A la media hora me desperté de golpe. Había sentido un rugido lejano, sordo y prolongado. Me senté en la cama y miré a Anselmo; estaba despierto, mirándome a su vez. Me volvió a Juancito.
—¿Toro? —le pregunté, en una duda tan legítima como atormentadora.
—Tigre.
Nos levantamos y nos sentamos al lado del fuego. Los mugidos se reanudaron. ¿Qué íbamos a hacer? Desde ese instante, no dejamos un momento de fumar, apretando el cigarrillo entre los dedos con fuerza. Durante media hora, tal vez, los mugidos cesaron. Y empezaron de nuevo, mucho más cerca, a intervalos ríticos.
En la espera angustiosa de cada grito del animal, el monte nos parecía desierto en un vasto silencio; no oíamos nada, con el corazón en suspenso, hasta que llegaba la pesadilla sonora de ese mugido obstinado rastreando a ras del suelo.
El Acecho Invisible
Tras una nueva suspensión, tan terrible como lo contrario, recomenzaron en dirección distinta, precipitados esta vez.
—Está sobre nuestro rastro —dijo Juancito.
Bajamos la cabeza y nos miramos hasta que fue de día. Durante una hora, los mugidos continuaron, a intervalos fijos, dolorosos, ahogados, sin que una sola vez se interrumpiera esa monotonía terrible de angustia errante.
Parecía desorientado, no sé cómo, y aseguro que fue cruel esa noche que pasamos al lado del fuego sin hablar palabra, envenenándonos con el cigarrillo, sin dejar de oír el mugido del tigre que nos había muerto todos los perros y estaba sobre nuestro rastro.
El Amanecer Que Nos Salvó
Una hora antes de amanecer cesaron, y no los oímos más. Cuando fue de día, nos levantamos; Juancito y Anselmo tenían la cara terrosa, cruzada de pequeñas arrugas. Yo debía estar igual.
Llevamos al riacho a los pobres caballos, en un continuo desasosiego. Vimos la cierva muerta, pero ahora despedazada y comida.
Durante esa hora en que no lo oímos, el tigre se había acercado en silencio por el rastro caliente; nos había observado sin cesar, contándonos uno a uno, a quince metros de nosotros. Esa indecisión característica de todos modos en el tigre nos salvó, pero comió la sierva. Cuando pensamos que una hora seguida nos había acechado en silencio, nos sonreímos mirándonos; ya era de día, por lo menos.
Moraleja Final
En el monte, el cazador puede creer que domina, pero siempre habrá una sombra, una bestia o un miedo acechando en silencio, paciente, esperando su momento. Jamás subestimes la astucia de la naturaleza, porque cuando crees haber ganado, es cuando el verdadero peligro está más cerca.

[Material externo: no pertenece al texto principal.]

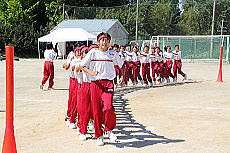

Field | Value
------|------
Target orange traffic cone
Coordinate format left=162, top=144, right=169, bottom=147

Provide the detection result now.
left=2, top=46, right=17, bottom=153
left=216, top=46, right=224, bottom=82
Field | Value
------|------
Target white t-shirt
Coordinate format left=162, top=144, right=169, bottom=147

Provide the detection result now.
left=163, top=52, right=173, bottom=61
left=133, top=52, right=141, bottom=62
left=118, top=52, right=126, bottom=61
left=172, top=50, right=182, bottom=60
left=155, top=52, right=163, bottom=62
left=81, top=48, right=124, bottom=81
left=44, top=49, right=57, bottom=62
left=140, top=53, right=149, bottom=63
left=125, top=51, right=133, bottom=62
left=149, top=53, right=157, bottom=62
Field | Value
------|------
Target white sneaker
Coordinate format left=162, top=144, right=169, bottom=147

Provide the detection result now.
left=79, top=133, right=86, bottom=141
left=96, top=136, right=105, bottom=146
left=183, top=74, right=188, bottom=81
left=88, top=120, right=94, bottom=131
left=167, top=78, right=170, bottom=83
left=40, top=84, right=44, bottom=90
left=141, top=80, right=144, bottom=85
left=65, top=119, right=70, bottom=127
left=149, top=83, right=153, bottom=87
left=69, top=123, right=77, bottom=129
left=104, top=131, right=117, bottom=142
left=173, top=77, right=177, bottom=82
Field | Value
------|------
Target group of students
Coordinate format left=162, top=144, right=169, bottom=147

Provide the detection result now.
left=110, top=44, right=187, bottom=86
left=40, top=32, right=186, bottom=146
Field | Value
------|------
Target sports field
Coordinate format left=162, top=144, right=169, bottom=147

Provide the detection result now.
left=0, top=60, right=230, bottom=153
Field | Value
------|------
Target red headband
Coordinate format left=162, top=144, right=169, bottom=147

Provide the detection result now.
left=88, top=45, right=98, bottom=51
left=97, top=35, right=111, bottom=41
left=81, top=47, right=88, bottom=53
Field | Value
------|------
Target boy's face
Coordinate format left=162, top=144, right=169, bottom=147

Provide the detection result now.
left=98, top=37, right=110, bottom=51
left=175, top=46, right=179, bottom=51
left=144, top=47, right=149, bottom=53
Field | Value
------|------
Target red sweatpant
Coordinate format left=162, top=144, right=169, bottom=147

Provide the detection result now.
left=142, top=63, right=152, bottom=84
left=133, top=61, right=142, bottom=82
left=77, top=82, right=92, bottom=134
left=90, top=80, right=116, bottom=138
left=173, top=60, right=185, bottom=78
left=151, top=62, right=158, bottom=81
left=165, top=61, right=174, bottom=78
left=42, top=61, right=54, bottom=88
left=67, top=78, right=80, bottom=123
left=114, top=65, right=121, bottom=84
left=124, top=61, right=134, bottom=84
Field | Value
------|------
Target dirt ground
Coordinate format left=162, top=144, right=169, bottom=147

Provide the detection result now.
left=0, top=60, right=230, bottom=153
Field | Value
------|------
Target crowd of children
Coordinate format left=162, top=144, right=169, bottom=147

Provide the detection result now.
left=41, top=32, right=187, bottom=146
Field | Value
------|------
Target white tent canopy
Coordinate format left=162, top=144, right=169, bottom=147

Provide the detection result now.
left=38, top=28, right=97, bottom=59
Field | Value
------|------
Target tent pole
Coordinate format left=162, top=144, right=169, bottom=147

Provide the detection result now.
left=38, top=41, right=41, bottom=59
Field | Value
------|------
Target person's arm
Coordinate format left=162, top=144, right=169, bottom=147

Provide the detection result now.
left=76, top=66, right=98, bottom=76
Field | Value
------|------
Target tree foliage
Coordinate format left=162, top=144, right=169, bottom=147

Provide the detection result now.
left=0, top=0, right=230, bottom=57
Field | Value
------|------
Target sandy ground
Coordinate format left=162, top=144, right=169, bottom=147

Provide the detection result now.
left=0, top=60, right=230, bottom=153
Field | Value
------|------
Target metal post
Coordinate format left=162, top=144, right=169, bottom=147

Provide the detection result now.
left=62, top=3, right=65, bottom=21
left=136, top=0, right=139, bottom=41
left=210, top=0, right=216, bottom=58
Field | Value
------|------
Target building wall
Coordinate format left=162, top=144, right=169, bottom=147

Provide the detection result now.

Juancito, el peón y yo queríamos cazar al tigre pero el cazo nuestros perros, y por poco nos caza también a nosotros, nos salvamos por muy poco.
Parecía desorientado, no sé cómo, y aseguro que fue cruel esa noche que pasamos al lado del fuego sin hablar una palabra, envenenándonos con el cigarrillo, sin dejar de oír el mugido del tigre que nos había muerto todos los perros y estaba sobre nuestro rastro.